Not well known in this country, currants are attractive small shrubs and producers of delicious and nutritious berries - black currants contain 5 times (by weight) the Vitamin C content of oranges! A little tart for American tastes when eaten fresh, they are excellent for use making jams, syrups and when dried.
ELDERBERRY Sambucus caerulea
One of our most attractive Northwest natives, Blue Elderberry is covered in white flowers in Spring, followed by heavy clusters of sweet blue berries dusted with a white bloom in early Fall. This is an easy to grow shrub— sun-loving and large (15–20 feet) Fruit is used in pies, jellies, tea and of course, Elderberry wine.
FIG Ficus carica
With their tropical looking foliage, figs are a wonderful garden ornamental as well as producing delicious, juicy fruits. Surprisingly hardy in our mild Northwest climate, they are self-fertile and some varieties will produce two crops a year, in July and September. Site in a warm location with a southern exposure for best ripening.

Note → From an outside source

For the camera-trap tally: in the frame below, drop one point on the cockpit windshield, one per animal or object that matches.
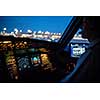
(49, 28)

FRUITING QUINCE Cydonia oblonga
A unique and exotic small ornamental tree, Quince produces large white flowers in late spring, followed by large, waxy and fragrant yellow fruit that ripens in October. With a pineapple-like flavor, Quinces are prized for cooking, jellies and adding to apple cider. Self-fertile.
HIGHBUSH CRANBERRY Viburnum opulus, V. trilobum
Long an ornamental staple of American landscapes for its showy white flowers and beautiful Fall colors, the Highbush Cranberry is valued in Europe for its glowing bright red fruit in late Summer. Use for preserves, syrups or wine - if the birds don't get it first! A great addition to the natural woodland garden.
HONEYBERRY Lonicera kamtschatica
A member of the Honeysuckle family native to Siberia, this very hardy deciduous small shrub is virtually unknown in American gardens. Small white, slightly fragrant flowers appear in March, followed small, long berries with the color and taste of blueberries. Fruit ripens very early - at least two weeks before strawberries. Very easy to grow with no pest or disease problems.
MAGNOLIA VINE Schizandra chinensis
Native to the forests of northern China, this hardy deciduous vine bears clusters of lightly fragrant, magnolia-like flowers. The snow white flowers are followed by striking crimson berries with a tart taste and distinctive aroma. The plant and its fruit are high in Vitamin C, essential oils and shizandrin, a stimulating and healthful compound. The sweetened fruit is used to make juices and preserves and the dried leaves and roots make a refreshing tea.
PINEAPPLE GUAVA Feijoa sellowiana
An outstanding and hardy ornamental shrub with dark green evergreen foliage and striking red and pink flowers in early Summer. Produces delicious guava-like fruit in late Fall. Grows well in most soils and is disease and pest resistant. Plant two for best fruit production.
SEABERRY Hippophae rhamnoides
Also known as Sea Buckthorn, Seaberry is widely grown throughout the world, yet most American gardeners have never heard of it! A very ornamental shrub with its narrow and graceful silvery-green foliage, it bears heavy crops of bright orange berries that are prized by florists for their ornamental value. An excellent source of Vitamins C, A & E, the sweetened berries make a delicious juice with an orange/passionfuit flavor. Also used to make sauces and jellies and as a base for liqueurs. A very tough and hardy plant, it is easy to grow, tolerates a wide range of soil conditions and is disease resistant.
STRAWBERRY VINE Schizandra rubrifolia
A close relative to the Magnolia Vine (Schizandra chinensis), this rare and unique vine is spectacular in bloom. Striking, bright red strawberry-like flowers in May are followed by abundant, edible scarlet berries in fall. The Chinese name for Schizandra means "five-flavor berry" because it possesses the five basic flavors—salty, sweet, sour, pungent, and bitter. It has long been recognized for its herbal and medicinal properties, including use as a cough suppressant and to relieve digestive disorders.